CommentFileSizeAuthor
drupalSerp.jpg73.32 KBFintan

Comments

kbahey’s picture

That needs to be done, but also we need a patch for the site offline page to make it not indexable (temporary redirect?).

Fintan’s picture

Well if your taking the site offline, your best bet is to actually ban spiders i.e. have a robots.txt (User-agent: * Disallow: /) that stops all robots while the site is offline.

But its also true that occasionally the robots.txt is cached during the period that the site is taken offline so probably worth doing both a robots and adding a noindex to the page, however this does not mean that url will not appear, this only means the content will not be indexed, its not quite a gurantee that it will not appear but its as close as you will get.

kbahey’s picture

But that requires manually messing up with files using ftp or ssh on the server. The operation of putting a site online is done from the Drupal admin interface. So, it would be nice to have this without the need to mess with files.

The old way of offline a site was to have a different index.php that does not call drupal, but that was a fully manual multi step process too, and also required ftp/ssh access.

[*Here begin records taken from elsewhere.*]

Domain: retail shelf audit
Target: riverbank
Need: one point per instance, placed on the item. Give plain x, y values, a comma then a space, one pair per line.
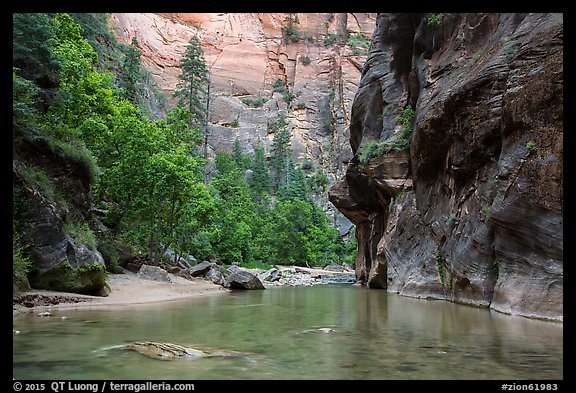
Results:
125, 289
130, 289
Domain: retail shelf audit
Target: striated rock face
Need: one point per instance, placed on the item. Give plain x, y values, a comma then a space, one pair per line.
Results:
472, 212
246, 55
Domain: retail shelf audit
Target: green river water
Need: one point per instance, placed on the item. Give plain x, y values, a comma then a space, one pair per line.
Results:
375, 335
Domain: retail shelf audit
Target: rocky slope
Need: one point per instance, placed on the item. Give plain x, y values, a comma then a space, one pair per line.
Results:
247, 55
473, 211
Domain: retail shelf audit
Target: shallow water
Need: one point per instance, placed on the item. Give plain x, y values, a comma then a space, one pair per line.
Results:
320, 332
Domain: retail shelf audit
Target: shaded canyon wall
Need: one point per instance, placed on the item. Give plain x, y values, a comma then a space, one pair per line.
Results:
472, 212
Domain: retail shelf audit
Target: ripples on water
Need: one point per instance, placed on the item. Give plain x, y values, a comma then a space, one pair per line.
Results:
321, 332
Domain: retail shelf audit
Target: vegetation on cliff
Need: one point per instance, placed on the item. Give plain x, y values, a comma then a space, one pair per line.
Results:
146, 176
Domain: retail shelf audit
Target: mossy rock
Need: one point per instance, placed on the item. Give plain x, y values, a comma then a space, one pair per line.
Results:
87, 279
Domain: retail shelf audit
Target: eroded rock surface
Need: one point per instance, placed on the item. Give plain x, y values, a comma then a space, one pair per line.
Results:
473, 210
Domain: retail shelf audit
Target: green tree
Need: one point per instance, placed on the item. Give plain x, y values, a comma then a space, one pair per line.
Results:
289, 31
32, 44
241, 158
234, 202
281, 152
260, 185
191, 90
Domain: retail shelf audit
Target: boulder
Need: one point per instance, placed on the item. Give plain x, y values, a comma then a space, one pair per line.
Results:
236, 277
215, 275
270, 275
154, 273
201, 268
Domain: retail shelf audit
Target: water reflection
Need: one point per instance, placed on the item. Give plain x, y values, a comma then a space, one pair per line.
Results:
322, 332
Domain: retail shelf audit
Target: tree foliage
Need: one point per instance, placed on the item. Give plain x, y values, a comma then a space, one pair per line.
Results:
191, 89
150, 172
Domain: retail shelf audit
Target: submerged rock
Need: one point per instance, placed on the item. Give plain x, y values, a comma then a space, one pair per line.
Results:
171, 351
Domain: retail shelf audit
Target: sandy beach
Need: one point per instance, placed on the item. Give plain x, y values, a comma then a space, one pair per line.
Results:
125, 289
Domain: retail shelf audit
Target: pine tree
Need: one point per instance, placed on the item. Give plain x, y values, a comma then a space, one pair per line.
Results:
194, 81
131, 71
260, 174
32, 41
281, 153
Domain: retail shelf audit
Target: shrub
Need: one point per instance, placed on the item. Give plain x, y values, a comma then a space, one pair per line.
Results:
440, 265
279, 86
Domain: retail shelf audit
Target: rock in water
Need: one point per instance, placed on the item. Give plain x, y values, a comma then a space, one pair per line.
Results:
170, 351
165, 351
240, 278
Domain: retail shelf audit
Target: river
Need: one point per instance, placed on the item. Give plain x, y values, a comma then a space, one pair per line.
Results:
321, 332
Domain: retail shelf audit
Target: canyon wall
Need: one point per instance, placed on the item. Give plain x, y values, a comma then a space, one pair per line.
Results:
247, 53
472, 211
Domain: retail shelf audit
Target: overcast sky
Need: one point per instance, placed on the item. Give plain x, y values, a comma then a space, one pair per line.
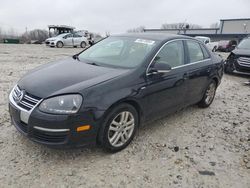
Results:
116, 16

We need to find if there is way of not getting the site offline message indexed in search engines, by putting something in the response (return code of 302 or 5xx?).

Fintan’s picture

best bet then is to return a 503 with a Retry-After in the header

moshe weitzman’s picture

I searched but could not find an open issue for this. I agree that we should be sending that http header.

kbahey’s picture

greggles’s picture

Drupal already sends a 503 when the site is in maintenance mode...

I don't know why that page is cached as "Site Offline". Perhaps the Site Links titles get updated less often/less reliably than other parts of the index?

Fintan’s picture

ooops, sorry forgot about that, it does indeed give the correct 503....

killes@www.drop.org’s picture

Is here anything left to do? note that I don't know which actual url is behind the "Site offline" message. I don't get it shown.

greggles’s picture

killes@www.drop.org’s picture

Status: Active » Fixed

Ok, i've told Google to not use that link anymore. It will be blocked for 3 months.

dww’s picture

FWIW: I remember in the past that Squid had problems caching the site offline pages. Perhaps that's part of what went wrong here? Squid a) didn't ignore the 503 itself and b) served up a site-offline page without the 503 when google came asking? Just shooting in the dark here...

Anonymous’s picture

Status: Fixed » Closed (fixed)

Automatically closed -- issue fixed for two weeks with no activity.